FC東京が広島との首位攻防戦を制した。71分のFWディエゴ・オリヴェイラの決勝点をアシストしたのは、先発出場したMF大森晃太郎。ゴール前のこぼれ球を判断良くワンタッチで落とし、豪快なミドルシュートにつなげた。守備のタスクもしっかりこなし、広島の武器であるサイドアタックを封じる原動力となった。

上写真=先発出場で勝利に貢献したFC東京MF大森(写真◎J.LEAGUE)

■2019年4月19日 J1リーグ第8節
 広島 0-1 FC東京
 得点者:(F)ディエゴ・オリヴェイラ

「勢いに乗らせてもらっている」

 両チームのシュート数は3本ずつ。1試合で計6本は、2014年10月18日の新潟-甲府戦と並ぶJ1史上最少タイ記録で、ともに守備意識を強く保ちながら勝機をうかがう展開となった。

 そんな中、スコアレスで迎えた71分、FC東京MF髙萩洋次郎が左からセンタリングを送ると、広島DF佐々木翔がクリアし切れず、こぼれ球が大森の足元へ転がる。大森は横にいたディエゴ・オリヴェイラに落とし、D・オリヴェイラがダイレクトで右足を振り抜くと、ボールはニアサイドを抜けて力強くネットを揺らした。
 
 瞬時の判断でアシストした大森は、「ディエゴが見えていたので、ワンタッチで打てるようなボールを落とした。ディエゴなら決めてくれると思った」と振り返る。一方で守備面の貢献も光り、後方に構える右SB室屋成との連係で、マッチアップした広島MF柏好文にほとんど仕事をさせず。「カットインからのシュートやクロスなど、あの人の特徴は分かっている。何年もやっている相手なので、良さを消そうと試合に入った」という。
 
 加入2年目の今季、前節までリーグ戦では交代出場がほとんどで、先発は1試合のみ。MF久保建英の活躍の陰で出場機会が限られていたが、この日は久保が眼に違和感がある影響で欠場し、先発の機会がめぐってきていた。攻守両面で結果を出し、長谷川健太監督も「ケガの功名ではないですが、(大森)晃太郎と室屋のところで彼(柏)を自由にさせなかったのは非常に大きかった」と称賛した。

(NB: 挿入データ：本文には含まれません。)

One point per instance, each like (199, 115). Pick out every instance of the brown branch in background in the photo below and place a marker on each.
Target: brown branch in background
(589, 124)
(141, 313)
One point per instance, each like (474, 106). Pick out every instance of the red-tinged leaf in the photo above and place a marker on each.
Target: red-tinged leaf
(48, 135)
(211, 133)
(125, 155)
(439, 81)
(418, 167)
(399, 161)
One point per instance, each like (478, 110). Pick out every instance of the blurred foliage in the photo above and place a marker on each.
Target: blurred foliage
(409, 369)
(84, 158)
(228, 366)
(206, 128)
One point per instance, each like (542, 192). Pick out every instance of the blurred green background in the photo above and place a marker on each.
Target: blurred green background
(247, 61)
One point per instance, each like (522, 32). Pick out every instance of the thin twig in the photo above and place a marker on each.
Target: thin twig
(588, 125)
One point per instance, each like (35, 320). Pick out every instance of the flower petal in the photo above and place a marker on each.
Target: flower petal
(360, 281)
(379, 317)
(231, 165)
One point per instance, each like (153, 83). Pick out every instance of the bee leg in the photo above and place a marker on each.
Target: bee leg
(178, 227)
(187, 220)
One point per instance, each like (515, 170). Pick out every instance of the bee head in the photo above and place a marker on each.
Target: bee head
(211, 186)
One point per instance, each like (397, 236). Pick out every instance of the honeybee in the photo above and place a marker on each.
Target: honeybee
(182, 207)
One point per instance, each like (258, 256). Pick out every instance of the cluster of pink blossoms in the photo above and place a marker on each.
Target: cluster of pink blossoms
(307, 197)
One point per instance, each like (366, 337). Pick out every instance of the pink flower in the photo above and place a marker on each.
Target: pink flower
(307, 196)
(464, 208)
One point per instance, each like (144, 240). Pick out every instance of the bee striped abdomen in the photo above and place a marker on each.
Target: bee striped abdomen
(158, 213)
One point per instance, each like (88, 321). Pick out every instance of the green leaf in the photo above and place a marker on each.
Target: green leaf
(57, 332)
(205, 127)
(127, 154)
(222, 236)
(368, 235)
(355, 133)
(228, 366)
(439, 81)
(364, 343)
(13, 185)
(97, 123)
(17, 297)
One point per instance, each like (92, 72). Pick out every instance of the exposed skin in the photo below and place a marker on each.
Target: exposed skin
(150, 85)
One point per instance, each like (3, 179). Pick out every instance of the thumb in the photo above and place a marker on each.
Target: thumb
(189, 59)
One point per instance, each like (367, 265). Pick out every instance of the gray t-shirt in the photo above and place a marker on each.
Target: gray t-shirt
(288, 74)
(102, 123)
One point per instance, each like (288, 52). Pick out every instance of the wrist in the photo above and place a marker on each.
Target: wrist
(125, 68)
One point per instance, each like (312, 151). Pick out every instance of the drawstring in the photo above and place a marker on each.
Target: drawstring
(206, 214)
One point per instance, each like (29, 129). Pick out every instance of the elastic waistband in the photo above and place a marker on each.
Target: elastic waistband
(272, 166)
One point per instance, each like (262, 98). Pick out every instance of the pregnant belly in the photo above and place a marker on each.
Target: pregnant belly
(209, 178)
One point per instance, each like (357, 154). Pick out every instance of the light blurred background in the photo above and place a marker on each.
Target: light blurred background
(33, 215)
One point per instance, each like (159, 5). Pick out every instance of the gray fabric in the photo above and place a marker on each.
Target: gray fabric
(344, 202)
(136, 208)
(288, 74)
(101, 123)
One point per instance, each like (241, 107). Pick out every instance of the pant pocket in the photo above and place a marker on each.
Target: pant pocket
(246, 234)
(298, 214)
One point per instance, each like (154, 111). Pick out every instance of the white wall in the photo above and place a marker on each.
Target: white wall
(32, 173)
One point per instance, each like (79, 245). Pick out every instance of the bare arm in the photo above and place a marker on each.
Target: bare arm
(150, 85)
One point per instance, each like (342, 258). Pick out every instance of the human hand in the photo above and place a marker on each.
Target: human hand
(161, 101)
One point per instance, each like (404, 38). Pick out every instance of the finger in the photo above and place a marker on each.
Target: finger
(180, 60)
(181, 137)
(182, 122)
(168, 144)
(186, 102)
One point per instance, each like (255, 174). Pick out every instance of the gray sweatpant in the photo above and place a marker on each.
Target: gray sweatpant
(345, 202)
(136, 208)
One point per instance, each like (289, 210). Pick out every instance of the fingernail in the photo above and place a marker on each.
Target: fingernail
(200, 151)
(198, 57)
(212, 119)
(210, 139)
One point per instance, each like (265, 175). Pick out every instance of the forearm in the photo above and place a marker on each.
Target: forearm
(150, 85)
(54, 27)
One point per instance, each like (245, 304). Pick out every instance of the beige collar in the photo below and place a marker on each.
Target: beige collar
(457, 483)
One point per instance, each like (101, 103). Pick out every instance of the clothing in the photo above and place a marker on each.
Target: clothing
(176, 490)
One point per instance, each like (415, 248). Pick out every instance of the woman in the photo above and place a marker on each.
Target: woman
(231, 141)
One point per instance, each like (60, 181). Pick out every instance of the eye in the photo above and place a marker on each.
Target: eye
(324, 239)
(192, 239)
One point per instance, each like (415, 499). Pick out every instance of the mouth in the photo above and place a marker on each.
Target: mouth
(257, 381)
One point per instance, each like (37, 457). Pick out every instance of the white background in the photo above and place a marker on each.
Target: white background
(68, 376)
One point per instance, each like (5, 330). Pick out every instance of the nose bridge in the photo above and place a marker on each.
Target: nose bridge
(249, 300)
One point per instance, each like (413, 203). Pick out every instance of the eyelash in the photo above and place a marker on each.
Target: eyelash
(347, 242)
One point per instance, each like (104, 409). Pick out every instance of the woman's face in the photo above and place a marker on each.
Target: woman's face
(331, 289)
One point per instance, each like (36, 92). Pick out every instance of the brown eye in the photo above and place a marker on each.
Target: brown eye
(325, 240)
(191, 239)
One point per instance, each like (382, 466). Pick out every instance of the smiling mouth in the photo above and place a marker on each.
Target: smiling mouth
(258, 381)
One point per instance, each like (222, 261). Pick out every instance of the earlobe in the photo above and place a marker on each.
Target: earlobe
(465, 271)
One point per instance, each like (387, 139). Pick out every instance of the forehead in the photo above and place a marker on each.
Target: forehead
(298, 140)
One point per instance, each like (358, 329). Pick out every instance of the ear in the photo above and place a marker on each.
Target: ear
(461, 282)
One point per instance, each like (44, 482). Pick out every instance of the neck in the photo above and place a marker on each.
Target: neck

 めぐってきたチャンスを生かした活躍を、本人は「チームの勢いに乗らせてもらっている」と語る一方、リーグ唯一の無敗となったチームの状態を「守から攻への早さ、カウンターがあり、(パスを)回すところも落ち着いてやれている。メリハリがすごくいいと思う」と分析。今季リーグ6得点としたディエゴ・オリヴェイラなどメインキャストだけでなく、サブキャストも輝くところに、現在のチームの充実ぶりがうかがえた。